Si Sirigu ou Maxwell s’expriment facilement dans la langue de Molière, les autres se contentent de l’italien et de l’anglais, ne facilitant pas la communication avec les Français.
Les dernières déclarations de certains joueurs français laissaient déjà entendre qu’il n’était pas aisé de bâtir un esprit de groupe avec de telles différences, surtout qu’en ce moment, les choix d’Ancelotti favorisent les non-Français. « Je vais peut-être prendre des cours d’italien si je veux jouer », a glissé un joueur sous couvert d’anonymat. Les clans se sont donc formés tout simplement et rares sont les joueurs capables de passer de l’un à l’autre.

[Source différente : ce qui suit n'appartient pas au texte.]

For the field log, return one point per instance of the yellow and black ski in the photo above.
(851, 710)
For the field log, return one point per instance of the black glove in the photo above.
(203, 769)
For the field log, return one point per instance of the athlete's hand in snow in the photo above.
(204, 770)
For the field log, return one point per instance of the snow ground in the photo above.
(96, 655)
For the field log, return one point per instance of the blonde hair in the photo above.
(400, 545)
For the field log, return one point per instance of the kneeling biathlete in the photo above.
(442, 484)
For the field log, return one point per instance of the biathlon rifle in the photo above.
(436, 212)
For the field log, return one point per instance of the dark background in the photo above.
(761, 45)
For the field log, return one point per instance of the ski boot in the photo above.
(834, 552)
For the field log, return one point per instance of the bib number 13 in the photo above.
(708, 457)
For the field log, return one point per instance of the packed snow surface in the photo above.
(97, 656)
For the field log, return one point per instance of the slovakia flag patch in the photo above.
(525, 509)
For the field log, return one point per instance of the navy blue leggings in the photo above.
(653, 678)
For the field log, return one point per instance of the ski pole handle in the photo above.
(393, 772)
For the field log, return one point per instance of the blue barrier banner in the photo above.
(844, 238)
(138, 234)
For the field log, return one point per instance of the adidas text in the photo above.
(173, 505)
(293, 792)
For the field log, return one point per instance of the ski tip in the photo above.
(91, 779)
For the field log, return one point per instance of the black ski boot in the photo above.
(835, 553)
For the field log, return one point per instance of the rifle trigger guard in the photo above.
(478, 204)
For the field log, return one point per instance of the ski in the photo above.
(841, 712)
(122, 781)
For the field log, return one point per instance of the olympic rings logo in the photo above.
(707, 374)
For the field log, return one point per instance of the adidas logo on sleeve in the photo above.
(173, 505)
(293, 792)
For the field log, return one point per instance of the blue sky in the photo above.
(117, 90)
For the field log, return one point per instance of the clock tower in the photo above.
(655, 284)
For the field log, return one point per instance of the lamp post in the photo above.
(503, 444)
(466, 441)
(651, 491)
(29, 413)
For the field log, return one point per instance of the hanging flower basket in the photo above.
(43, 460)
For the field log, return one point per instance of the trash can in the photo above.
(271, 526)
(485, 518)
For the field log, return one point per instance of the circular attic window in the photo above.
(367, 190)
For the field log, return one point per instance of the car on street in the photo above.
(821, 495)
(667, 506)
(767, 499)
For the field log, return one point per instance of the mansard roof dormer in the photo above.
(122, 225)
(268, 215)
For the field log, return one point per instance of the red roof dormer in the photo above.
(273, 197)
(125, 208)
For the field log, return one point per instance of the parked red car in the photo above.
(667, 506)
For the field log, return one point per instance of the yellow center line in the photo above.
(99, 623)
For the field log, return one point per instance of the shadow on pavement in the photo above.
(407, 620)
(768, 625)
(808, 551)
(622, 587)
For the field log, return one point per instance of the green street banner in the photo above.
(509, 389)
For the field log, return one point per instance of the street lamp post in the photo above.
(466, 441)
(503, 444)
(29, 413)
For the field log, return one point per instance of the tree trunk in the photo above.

Deuxième problème, certains ont l’impression que Carlo Ancelotti privilégie le dialogue avec ceux qui maîtrisent l’italien plutôt que le français, ce qui ne facilite pas la vie de certains éléments comme Gameiro ou Hoarau, qui se sentent mis de côté par le coach parisien.
Autre dysfonctionnement, les primes collectives n’ont toujours pas été fixées. Normalement, quelques joueurs sont désignés par le vestiaire en tout début de saison pour aller négocier les primes d’objectif (victoire en championnat, coupes, etc.). Or, rien n’a été conclu. Avaient été choisis pour négocier avec Leonardo sur ce sujet : Jallet, Camara et Bodmer. Ce dernier a jeté l’éponge, tandis que le premier cité ne semble pas avoir la confiance de ses partenaires pour mener à bien ce dossier. Entre incompréhension et tension, la vie du vestiaire parisien n’est pas particulièrement épanouissante.